Just five states have accounted for about 43% of new coronavirus cases over the last week, according to data from Johns Hopkins University.
New York, Michigan, Florida, Pennsylvania and New Jersey had more than 196,400 of the country’s 453,360 cases reported in the last week, according to data available Wednesday morning.
Those states are home to just 22% of the US population, according to estimates from the US Census Bureau.
Case rates have risen especially in Michigan lately, averaging more than 6,600 cases a day over a week now against 1,350 daily cases five weeks ago. And elected officials and health experts have said highly contagious variants such as B.1.1.7 have helped spur increases there and in other parts of the country.
B.1.1.7, first identified in the UK, is now the most common strain of coronavirus in the United States, Centers for Disease Control and Prevention Director Dr. Rochelle Walensky said Wednesday.
“Based on our most recent estimates from CDC surveillance, the B.1.1.7 variant is now the most common lineage circulating in the United States,” Walensky said at the White House Covid-19 response team briefing.
With more-transmissible variants adding up, surges like Michigan’s may soon be seen more widely, even though vaccination rates have increased nationally, epidemiologist Dr. Michael Osterholm said.
I wish we had another three or four months before this B.1.1.7 variant surge started to occur,” Osterholm, director for the Center for Infectious Disease Research and Policy at the University of Minnesota, said Tuesday.
The country’s daily rate of new coronavirus cases rose over most of the last four weeks. Part of that is due to the spread of B.1.1.7 and other concerning variants, Walensky said earlier this week.
The US has averaged more than 64,760 new coronavirus cases a day over the past week — slightly lower than the week prior, but still about 21% higher than two weeks ago, and more than 12% higher than four weeks ago, according to Johns Hopkins.
The surge of variants in some states like Michigan should make the federal government think about shifting how it allocates vaccines, Dr. Ashish Jha, dean of the Brown School of Public Health, told CNN on Wednesday.
“In some states … case numbers are actually declining — California is one of them. Other states like Michigan, they’re actually doing a perfectly good job on vaccinations, but they have a huge surge,” Jha said.

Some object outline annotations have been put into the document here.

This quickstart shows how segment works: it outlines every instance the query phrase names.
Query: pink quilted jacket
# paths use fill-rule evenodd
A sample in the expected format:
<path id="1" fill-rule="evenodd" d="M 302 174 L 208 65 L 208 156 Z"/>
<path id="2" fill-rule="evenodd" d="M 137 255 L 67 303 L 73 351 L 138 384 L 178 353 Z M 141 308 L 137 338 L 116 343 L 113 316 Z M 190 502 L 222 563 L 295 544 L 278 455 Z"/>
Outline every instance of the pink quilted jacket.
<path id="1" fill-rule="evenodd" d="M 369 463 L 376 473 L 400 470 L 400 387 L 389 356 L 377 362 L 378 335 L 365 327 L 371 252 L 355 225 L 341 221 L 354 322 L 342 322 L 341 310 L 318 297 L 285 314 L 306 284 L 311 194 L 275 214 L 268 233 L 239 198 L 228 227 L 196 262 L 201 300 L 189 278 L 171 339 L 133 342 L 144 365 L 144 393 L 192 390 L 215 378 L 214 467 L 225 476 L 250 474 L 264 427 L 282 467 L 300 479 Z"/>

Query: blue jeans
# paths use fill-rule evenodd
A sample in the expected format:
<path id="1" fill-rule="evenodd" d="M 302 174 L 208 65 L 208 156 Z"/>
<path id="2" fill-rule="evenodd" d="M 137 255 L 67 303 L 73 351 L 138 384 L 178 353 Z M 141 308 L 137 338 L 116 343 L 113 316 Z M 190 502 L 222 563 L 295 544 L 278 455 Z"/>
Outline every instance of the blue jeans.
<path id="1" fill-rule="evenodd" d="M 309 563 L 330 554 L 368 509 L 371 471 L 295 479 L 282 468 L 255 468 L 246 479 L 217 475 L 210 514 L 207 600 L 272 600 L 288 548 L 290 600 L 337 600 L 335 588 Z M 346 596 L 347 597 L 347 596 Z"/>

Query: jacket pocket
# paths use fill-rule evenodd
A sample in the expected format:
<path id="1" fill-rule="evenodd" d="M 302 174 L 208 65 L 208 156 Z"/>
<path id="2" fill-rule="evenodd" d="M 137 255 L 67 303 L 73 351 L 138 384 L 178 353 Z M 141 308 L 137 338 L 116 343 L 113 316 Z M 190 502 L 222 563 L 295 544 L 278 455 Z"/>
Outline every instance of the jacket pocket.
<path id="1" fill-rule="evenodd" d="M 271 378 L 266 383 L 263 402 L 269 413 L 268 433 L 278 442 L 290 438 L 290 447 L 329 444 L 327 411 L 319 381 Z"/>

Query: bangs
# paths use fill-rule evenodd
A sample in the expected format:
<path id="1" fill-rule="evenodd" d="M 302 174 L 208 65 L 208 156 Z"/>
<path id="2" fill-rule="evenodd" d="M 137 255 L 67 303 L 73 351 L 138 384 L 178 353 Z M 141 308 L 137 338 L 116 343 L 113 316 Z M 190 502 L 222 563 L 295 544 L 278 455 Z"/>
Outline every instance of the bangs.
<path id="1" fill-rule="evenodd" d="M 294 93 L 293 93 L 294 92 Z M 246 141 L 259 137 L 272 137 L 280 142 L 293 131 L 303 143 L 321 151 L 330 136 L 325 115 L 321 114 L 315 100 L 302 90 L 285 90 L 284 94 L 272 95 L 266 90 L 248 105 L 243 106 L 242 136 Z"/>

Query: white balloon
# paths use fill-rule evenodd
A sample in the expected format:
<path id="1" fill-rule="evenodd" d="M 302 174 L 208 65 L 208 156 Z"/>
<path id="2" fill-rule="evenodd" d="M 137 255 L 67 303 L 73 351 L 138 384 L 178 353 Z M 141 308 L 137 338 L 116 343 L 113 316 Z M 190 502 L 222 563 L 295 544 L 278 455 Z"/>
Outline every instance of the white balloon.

“So the federal strategy has to be to shift more vaccines to places like Michigan that are surging so they can use more vaccinations to stop that surge and save lives,” he said.

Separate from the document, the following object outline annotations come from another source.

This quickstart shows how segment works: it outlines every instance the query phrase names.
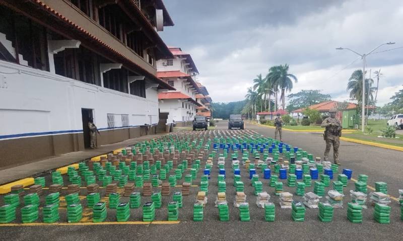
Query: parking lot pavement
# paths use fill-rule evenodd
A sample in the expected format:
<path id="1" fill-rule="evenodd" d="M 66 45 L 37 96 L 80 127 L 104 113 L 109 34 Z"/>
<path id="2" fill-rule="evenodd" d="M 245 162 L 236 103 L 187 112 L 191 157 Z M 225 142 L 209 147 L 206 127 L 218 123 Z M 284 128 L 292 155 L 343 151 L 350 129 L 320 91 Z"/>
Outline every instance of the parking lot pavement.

The CDC says more than 16,200 cases of the B.1.1.7 variant have been confirmed in surveillance testing in the US, and B.1.1.7 has been found in every state. This number does not represent the total number of such cases circulating in the United States, but rather only those found by analyzing samples.
CDC director: Decreasing number of daily deaths may be ‘an impact of vaccination’
While cases have been recently rising or plateauing, the number of daily Covid-19 deaths has been dropping.
The US has averaged 774 Covid-19 deaths a day over the last week — down 22% from the average the week prior, according to Johns Hopkins data.
It’s down even further from the first day of March, when the average was about 2,000 deaths a day.
At Wednesday’s briefing, Walensky attributed these dropping numbers to vaccinations.
“I’m really encouraged about these decreased numbers of deaths that I believe to be an impact of vaccination, especially the vaccination of our elderly communities,” Walensky said.
But, she added, current case counts are “way too high to be thinking that we’ve won this race.
According to the latest CDC data, 19.4% of the total US population was fully vaccinated as of Wednesday morning; and 57.4% of people age 65 and older are fully vaccinated.